In allen mir vorliegenden Publikationen wird ganz eindeutig ausgeführt, dass der Matronenkult der "Mütter" zu den keltischen und besonder den gallischen Glaubensvorstellungen zählt (...) Es ist durchaus möglich, dass die Suleviae - also die Gruppe keltischer Schutzgöttinnen - änliche Glaubensvorstellungen verkörpern, wie sie mit den Matronen verbunden sind. Dennoch ist dieser Kult unbedeutend geblieben und es ist nicht beweisbar, dass sich von ihm der Matronenkult abgeleitet hat.

Danke für das Statement. Ich verstehe allerdings nicht, wie sich folgender Satz:

Somit verbreitete sich der Kult unter den Soldaten der auf keltischem und germanischem Boden stationierten Truppen sowie im Volk. Im inneren Germanien schlug der Kult niemals Wurzeln

mit obiger Aussage vereint, dass es keine Beweise für die keltische Herkunft des Matronenkultes gibt. Bedeutet das, dass die römischen Altare, deren Inschrift eine Weihung an die keltischen Suleviae ist, nichts mit dem Matronenkult zu tun haben? Kaum vorstellbar.

Meines Wissens gibt es für die Frage der Herkunft des Matronenkultes keine alternative Hypothese.
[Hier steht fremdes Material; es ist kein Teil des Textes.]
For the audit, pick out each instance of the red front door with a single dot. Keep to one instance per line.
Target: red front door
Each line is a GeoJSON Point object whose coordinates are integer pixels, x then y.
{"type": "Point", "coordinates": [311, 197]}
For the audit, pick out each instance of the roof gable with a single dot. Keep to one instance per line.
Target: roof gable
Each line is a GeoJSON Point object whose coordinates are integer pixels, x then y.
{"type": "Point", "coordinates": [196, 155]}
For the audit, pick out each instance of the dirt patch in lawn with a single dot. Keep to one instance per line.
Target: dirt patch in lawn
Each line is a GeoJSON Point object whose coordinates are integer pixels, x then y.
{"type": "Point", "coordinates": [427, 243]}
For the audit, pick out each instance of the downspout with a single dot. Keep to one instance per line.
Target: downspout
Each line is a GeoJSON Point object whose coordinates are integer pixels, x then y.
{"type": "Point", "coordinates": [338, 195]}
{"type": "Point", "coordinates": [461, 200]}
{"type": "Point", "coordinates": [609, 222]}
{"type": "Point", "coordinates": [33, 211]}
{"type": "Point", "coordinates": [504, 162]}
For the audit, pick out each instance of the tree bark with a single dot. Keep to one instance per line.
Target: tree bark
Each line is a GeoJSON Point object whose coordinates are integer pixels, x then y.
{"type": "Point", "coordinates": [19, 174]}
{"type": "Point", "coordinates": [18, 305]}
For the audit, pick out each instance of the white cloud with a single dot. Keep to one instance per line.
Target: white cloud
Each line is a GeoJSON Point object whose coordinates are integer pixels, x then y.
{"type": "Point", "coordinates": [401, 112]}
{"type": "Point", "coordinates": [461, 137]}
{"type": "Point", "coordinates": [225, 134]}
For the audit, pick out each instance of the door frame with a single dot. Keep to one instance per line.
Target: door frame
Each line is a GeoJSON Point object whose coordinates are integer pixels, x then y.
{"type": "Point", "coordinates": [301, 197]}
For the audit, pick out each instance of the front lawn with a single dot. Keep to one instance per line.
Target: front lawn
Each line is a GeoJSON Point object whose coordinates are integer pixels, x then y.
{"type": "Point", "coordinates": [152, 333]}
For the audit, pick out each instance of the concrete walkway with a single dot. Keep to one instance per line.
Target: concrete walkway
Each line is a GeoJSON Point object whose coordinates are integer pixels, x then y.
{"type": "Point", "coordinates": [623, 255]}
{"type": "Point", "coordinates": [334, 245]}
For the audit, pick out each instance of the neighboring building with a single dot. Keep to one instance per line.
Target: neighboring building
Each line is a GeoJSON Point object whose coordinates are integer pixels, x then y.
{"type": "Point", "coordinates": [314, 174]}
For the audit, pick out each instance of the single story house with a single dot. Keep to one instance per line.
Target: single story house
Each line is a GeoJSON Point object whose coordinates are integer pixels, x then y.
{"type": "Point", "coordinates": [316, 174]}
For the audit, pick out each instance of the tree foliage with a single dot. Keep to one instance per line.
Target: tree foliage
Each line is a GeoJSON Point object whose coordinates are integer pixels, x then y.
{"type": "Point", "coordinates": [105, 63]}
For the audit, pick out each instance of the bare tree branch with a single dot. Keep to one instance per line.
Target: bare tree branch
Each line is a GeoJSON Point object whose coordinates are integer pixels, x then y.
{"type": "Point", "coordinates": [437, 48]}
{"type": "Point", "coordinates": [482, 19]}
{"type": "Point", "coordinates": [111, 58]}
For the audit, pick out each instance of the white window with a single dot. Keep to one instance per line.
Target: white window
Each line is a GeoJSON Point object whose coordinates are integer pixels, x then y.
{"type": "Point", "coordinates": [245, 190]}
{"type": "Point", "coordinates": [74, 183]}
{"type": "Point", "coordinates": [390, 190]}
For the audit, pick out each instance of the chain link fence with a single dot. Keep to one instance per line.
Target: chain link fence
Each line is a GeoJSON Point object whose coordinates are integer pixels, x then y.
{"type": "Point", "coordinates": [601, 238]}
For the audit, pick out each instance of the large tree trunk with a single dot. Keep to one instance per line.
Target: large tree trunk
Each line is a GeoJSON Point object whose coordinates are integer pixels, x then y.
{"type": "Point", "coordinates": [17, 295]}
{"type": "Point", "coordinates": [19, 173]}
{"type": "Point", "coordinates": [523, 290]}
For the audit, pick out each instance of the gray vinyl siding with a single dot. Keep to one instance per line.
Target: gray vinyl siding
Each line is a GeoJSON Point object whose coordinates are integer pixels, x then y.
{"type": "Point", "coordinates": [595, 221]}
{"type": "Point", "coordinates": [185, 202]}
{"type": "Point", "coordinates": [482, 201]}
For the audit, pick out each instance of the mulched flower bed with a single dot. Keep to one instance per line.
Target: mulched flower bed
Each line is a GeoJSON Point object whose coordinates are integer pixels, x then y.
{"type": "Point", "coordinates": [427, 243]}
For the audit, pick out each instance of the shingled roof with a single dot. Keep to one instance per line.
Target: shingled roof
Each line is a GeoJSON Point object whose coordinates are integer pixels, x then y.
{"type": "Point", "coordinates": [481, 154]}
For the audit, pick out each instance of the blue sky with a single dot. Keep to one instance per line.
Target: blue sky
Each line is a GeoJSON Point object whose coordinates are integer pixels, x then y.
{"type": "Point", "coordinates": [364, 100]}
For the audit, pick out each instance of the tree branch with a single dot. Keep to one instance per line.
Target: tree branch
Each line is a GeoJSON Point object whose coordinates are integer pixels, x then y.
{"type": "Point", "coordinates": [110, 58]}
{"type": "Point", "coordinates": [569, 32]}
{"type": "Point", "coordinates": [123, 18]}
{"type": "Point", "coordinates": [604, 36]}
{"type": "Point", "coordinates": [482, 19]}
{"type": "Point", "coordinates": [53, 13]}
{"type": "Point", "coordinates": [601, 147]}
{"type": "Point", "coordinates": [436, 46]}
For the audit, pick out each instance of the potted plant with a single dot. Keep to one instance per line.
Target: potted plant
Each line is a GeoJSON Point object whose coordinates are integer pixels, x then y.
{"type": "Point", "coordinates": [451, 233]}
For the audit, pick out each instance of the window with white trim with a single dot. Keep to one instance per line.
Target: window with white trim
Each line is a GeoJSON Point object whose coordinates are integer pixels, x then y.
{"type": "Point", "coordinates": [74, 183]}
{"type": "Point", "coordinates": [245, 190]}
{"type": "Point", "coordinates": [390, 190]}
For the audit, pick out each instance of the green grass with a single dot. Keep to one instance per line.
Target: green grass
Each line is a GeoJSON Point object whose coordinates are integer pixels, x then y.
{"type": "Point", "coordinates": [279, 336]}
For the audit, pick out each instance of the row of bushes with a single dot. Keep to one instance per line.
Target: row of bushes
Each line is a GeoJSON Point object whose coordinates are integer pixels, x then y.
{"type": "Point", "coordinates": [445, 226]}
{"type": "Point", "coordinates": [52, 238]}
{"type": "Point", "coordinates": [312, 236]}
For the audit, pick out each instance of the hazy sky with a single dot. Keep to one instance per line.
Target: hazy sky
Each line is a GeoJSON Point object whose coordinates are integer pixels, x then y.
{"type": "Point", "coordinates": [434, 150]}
Hier sind Zitate, die ich zusammengesucht habe:

Religionsgeschichtliches Handbuch für den Raum der altchristlichen Umwelt ... - Karl Prümm - Google Books

(S. 759 / Text von 1954)

Nach dem heutigen Stand der Forschung ist also der Matronenkult zum wenigsten ein germanisch beeinflusster keltischer Kult; vielleicht beruht er unmittelbar auf germanischer Grundlage. Die Formen des Kultes stehen unter dem Einfluss der gallo-römischen Umgebung.

Sulevia: a Gaulish and Brythonic mother goddess (They who Lead Well)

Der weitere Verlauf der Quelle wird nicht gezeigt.